Essa análise de padaria deveria ser óbvia mas infelizmente não é, e a culpa é nossa como classe. Acreditamos que falar sobre os porquês é mais interessante do que falar sobre as soluções, e assim vamos criando uma sociedade cada vez mais inapta a controlar os cães. Não é toa que os cães hoje são vistos como peças de cristal líquido, e as pessoas passaram a acreditar que qualquer tipo de correção vai criar um trauma irreparável nesse animal, destruindo a sua relação com esse cão. 

O que eu acho mais engraçado, e curioso, é que muitos dos profissionais que vendem esse tipo de argumentação estão constantemente reclamando da falta de motivação dos donos em relação ao treinamento e rotina de seus cães. Como que poderia ser diferente? Aonde estamos, de fato, facilitando para esses novos donos de cães? 

Esses dias eu li uma frase que disse: “se você quer incentivar alguém a fazer alguma coisa nova, faça dessa atividade uma coisa simples de aprender.” Simplificar é usar objetividade na instrução. Já é difícil motivar e impulsionar a cultura do treinamento de cães, mas quando floreamos demais, só estamos complicando e fazendo com que esse processo se torne muito mais difícil do que deveria ser. De novo, a culpa aqui é nossa. 

Vamos pegar esse exemplo acima do cão que late toda vez que a campainha toca, e vamos tentar aplicar essa vertente das justificativas e explicações. Ao invés de propor uma simples correção, podemos mergulhar nesse oceano de possibilidades e ver até aonde podemos chegar.
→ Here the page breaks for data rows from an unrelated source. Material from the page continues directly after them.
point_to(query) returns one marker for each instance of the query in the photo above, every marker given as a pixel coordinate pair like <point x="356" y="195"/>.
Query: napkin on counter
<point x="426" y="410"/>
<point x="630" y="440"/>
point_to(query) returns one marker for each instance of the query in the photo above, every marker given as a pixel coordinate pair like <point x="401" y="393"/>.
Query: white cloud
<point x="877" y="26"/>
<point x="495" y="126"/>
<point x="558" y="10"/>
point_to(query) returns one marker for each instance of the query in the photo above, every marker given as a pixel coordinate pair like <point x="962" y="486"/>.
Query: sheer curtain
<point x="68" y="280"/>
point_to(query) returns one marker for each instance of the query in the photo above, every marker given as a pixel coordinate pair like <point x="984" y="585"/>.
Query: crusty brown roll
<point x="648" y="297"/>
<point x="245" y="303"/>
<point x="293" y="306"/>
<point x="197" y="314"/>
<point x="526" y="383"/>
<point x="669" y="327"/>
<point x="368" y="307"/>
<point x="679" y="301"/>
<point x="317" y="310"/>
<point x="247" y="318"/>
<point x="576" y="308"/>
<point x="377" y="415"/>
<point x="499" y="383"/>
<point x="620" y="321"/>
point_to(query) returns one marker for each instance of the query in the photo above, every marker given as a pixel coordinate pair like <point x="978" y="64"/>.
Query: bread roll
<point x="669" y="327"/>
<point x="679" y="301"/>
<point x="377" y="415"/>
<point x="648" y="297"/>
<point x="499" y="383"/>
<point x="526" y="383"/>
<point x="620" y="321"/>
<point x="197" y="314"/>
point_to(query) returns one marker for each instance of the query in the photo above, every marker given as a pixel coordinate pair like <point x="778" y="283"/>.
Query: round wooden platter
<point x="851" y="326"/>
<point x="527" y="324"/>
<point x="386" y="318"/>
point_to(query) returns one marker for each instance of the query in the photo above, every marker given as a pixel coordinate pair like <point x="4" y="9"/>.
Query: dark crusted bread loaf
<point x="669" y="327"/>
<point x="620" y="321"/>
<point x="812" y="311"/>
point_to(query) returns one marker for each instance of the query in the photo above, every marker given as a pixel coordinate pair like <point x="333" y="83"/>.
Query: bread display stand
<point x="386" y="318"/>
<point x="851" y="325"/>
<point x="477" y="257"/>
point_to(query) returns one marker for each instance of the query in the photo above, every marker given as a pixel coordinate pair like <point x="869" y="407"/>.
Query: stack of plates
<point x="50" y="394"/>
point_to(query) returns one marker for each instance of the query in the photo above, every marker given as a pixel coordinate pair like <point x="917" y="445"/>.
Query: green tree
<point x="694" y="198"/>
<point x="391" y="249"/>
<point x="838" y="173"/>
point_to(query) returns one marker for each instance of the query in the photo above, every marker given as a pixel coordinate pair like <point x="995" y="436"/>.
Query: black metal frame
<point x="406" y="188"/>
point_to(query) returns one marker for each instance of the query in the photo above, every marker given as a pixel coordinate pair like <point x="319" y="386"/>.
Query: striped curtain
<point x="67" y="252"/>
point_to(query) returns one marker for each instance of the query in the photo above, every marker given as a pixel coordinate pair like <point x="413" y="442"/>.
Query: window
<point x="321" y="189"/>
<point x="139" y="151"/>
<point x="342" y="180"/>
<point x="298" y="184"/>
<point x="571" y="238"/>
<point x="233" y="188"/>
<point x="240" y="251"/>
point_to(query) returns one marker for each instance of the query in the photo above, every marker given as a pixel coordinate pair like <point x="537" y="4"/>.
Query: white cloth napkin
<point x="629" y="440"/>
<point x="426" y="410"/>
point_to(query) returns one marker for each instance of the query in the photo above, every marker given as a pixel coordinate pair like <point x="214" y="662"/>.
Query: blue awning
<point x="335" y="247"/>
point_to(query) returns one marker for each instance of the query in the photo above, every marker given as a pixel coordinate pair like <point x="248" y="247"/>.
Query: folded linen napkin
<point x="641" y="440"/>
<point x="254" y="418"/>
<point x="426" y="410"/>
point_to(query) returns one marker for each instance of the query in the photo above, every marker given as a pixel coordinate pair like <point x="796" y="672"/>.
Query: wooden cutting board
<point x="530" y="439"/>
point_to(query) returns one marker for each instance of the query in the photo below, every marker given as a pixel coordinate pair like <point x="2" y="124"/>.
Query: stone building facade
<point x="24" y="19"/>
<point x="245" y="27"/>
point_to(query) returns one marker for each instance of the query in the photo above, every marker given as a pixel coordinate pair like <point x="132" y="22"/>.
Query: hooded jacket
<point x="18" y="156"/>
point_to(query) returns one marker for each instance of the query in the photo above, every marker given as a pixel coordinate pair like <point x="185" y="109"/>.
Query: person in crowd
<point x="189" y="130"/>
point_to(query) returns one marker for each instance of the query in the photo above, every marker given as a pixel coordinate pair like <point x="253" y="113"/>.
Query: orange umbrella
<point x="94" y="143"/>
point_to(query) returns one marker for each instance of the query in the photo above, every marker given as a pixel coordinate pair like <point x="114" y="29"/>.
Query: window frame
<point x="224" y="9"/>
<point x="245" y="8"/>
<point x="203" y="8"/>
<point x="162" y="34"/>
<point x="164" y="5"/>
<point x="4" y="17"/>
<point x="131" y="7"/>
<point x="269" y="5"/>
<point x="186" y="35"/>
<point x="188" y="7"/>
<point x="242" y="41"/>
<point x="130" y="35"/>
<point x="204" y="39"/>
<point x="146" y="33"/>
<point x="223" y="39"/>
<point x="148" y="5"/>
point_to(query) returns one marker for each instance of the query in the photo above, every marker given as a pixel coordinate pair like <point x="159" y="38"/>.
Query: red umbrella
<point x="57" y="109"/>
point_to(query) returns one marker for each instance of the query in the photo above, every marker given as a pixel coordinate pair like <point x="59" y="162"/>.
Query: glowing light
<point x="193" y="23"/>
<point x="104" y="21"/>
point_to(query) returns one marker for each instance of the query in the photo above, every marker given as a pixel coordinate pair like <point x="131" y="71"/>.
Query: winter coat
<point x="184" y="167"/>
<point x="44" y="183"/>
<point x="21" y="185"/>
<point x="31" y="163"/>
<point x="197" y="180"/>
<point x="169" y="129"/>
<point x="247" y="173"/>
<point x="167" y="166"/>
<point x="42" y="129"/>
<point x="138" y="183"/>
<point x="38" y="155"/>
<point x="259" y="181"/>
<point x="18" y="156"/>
Eu poderia analisar toda a rotina dessa família com esse cachorro e dizer que ele não caminha, ou faz atividades físicas suficientes, eu poderia dizer que ele precisa de mais enriquecimento ambiental, eu poderia dizer que ele precisa de mais interação com os donos, eu poderia dizer que ele precisa de mais socialização, e etc. 

Toda essa volta ao mundo de explicações só serve para uma coisa: evitar falar em correções. A ideia aqui é tentar adicionar outras coisas na vida desse cachorro, com a esperança de que assim, esse comportamento milagrosamente desapareça, sem nunca ser preciso usar qualquer tipo de intervenção. Soa bem mais atraente, especialmente para as pessoas que já tem uma opinião formada sobre correções. Isso nada mais é do que vender uma ilusão.

Porque essa prática ficou tão comum no mundo dos treinadores de cães? Porque isso é dizer o que a pessoa quer ouvir. É muito mais fácil você vender isso como alternativa do que ter que descontruir essa ilusão. Você dança conforme a música, ganha muito mais dinheiro desse cliente, e deixa o barco correr sem direção. Uma vez que o dono implementa todas essas mudanças e ainda assim não vê nenhuma evolução, entra a outra justificativa que é: “isso é da raça, é da genética dele, é um comportamento criado pelo ambiente e suas variáveis, ou essa é uma característica dele como individuo e ele não vai mudar.” Esse é o momento aonde o profissional, usando toda essa terminologia diferenciada, convence o dono a aceitar o comportamento do cão como um fator da natureza, imutável, e não passível de intervenção. 

No resumo, ou o dono aceita isso como realidade, ou se livra do cão. O profissional sai como um grande professor, e o cachorro muitas vezes, perde a oportunidade de ficar nessa família. Não estou exagerando quando digo que cães assim são descartados. Isso é muito mais comum do que vocês imaginam e só acontece porque nós não somos objetivos na nossa argumentação. 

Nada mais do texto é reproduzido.